In case you are hoping that somehow the float was accurate, and the numeric version wasn’t, here is the numeric quotient calculated in Excel:
Calculations using FLOAT(25) or over (double precision)
If you use double precision floating point, FLOAT(25)
or over, the tests are all passed, because of the STR()
function allows a maximum of sixteen places to the right of the decimal point. If there are more than 16 then the result is truncated. The double precision datatype has sixteen digits, whereas the single precision datatype has seven. You’ll also have seen that the single precision datatype gets the first seven digits right. Likewise, the double-precision gets the first sixteen digits right. We can just broaden the number to see the approximation.
1 2 |
DECLARE @FirstApproximate FLOAT(53) = 10000000000000000.1 SELECT Str(@FirstApproximate,40,16) AS BigNumberWithaDecimal |
That fractional part has vanished, hasn’t it? It is probably only a tiny difference, but in some calculations, it can cause problems.
Conclusion
Floating point arithmetic is fast and economical on storage but provides an approximate result. It is suitable for well-conditioned scientific applications but not for financial calculations, which demands that a number is either ‘right’ or ‘wrong’. It also has the extra disadvantage in a database because you cannot reliably and consistently test two approximate numbers for equality.

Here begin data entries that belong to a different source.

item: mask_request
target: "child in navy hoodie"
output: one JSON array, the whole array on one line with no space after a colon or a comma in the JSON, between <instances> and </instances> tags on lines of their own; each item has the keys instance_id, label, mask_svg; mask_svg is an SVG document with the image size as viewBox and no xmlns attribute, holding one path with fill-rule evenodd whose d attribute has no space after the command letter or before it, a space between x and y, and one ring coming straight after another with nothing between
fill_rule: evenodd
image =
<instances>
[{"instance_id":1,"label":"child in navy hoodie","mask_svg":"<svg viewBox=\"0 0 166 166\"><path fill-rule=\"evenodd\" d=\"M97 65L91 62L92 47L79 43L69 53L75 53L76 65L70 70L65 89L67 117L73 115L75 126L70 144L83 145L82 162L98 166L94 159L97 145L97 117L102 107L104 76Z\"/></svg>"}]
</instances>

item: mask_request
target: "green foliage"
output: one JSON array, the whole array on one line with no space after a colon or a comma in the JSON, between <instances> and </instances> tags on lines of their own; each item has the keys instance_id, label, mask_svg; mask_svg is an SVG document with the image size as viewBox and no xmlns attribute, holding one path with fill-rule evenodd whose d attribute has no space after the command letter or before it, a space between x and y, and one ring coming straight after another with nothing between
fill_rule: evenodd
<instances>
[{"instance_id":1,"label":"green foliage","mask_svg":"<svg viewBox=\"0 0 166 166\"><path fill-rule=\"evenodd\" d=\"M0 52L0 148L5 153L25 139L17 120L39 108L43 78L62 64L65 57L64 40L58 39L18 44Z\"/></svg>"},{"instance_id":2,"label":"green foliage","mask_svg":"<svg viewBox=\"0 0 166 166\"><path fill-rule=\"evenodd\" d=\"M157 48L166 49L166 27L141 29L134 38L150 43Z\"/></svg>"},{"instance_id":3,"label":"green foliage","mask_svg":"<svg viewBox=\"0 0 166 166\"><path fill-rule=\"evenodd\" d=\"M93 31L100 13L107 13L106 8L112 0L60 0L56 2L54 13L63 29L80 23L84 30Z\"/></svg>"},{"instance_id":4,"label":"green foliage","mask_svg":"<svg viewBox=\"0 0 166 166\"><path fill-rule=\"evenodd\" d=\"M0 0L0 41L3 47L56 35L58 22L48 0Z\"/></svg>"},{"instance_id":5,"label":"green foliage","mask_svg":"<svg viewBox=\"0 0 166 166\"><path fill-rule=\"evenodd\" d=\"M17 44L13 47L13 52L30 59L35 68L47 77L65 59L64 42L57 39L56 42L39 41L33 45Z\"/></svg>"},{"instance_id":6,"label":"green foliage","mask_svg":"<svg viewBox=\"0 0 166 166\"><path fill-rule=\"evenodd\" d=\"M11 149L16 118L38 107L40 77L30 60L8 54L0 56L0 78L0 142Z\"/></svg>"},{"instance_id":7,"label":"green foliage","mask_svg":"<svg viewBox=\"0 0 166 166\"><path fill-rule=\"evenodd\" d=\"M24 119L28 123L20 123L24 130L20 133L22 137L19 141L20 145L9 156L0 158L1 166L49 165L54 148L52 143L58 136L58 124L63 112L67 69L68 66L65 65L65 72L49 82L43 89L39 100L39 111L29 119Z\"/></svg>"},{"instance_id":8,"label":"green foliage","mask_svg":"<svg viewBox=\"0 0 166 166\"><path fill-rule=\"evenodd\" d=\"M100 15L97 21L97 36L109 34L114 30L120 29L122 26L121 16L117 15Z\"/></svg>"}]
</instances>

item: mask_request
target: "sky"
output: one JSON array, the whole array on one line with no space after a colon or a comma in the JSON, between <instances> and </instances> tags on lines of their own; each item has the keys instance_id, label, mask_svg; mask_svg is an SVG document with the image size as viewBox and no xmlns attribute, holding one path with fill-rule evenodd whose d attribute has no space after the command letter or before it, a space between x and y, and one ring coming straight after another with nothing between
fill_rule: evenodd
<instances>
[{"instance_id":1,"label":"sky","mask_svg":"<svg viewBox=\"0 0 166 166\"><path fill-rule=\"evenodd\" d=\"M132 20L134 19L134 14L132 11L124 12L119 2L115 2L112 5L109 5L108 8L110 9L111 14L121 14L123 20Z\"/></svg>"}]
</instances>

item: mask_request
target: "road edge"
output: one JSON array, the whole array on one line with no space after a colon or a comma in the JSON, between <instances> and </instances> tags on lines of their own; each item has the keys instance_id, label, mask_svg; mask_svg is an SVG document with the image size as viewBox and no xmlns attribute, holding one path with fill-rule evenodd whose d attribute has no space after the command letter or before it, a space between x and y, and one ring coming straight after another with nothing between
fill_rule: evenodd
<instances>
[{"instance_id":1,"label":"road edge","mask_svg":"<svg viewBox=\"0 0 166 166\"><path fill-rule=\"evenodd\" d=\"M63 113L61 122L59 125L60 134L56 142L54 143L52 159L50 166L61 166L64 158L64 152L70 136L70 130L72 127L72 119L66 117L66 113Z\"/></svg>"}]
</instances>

It is not correct to say that you should never use floating point numbers in SQL datatypes or in arithmetic. Approximate types are there in the SQL standard for a purpose. I would nowadays always stick with the double precision floating-point datatype in SQL Server, where there is a suitable requirement. They are great for such purposes as modelling weather systems, or plotting trajectories, but not for the types of calculations for which the average organization is likely to use a database.
If you spot erroneous use of these types, then you should switch to a suitable DECIMAL
/NUMERIC
type instead. If you know you need floating point arithmetic and can explain why, then you probably know enough to avoid the pitfalls of floating point, such as the one that occurred in the famous Patriot missile failure that led directly to 28 deaths.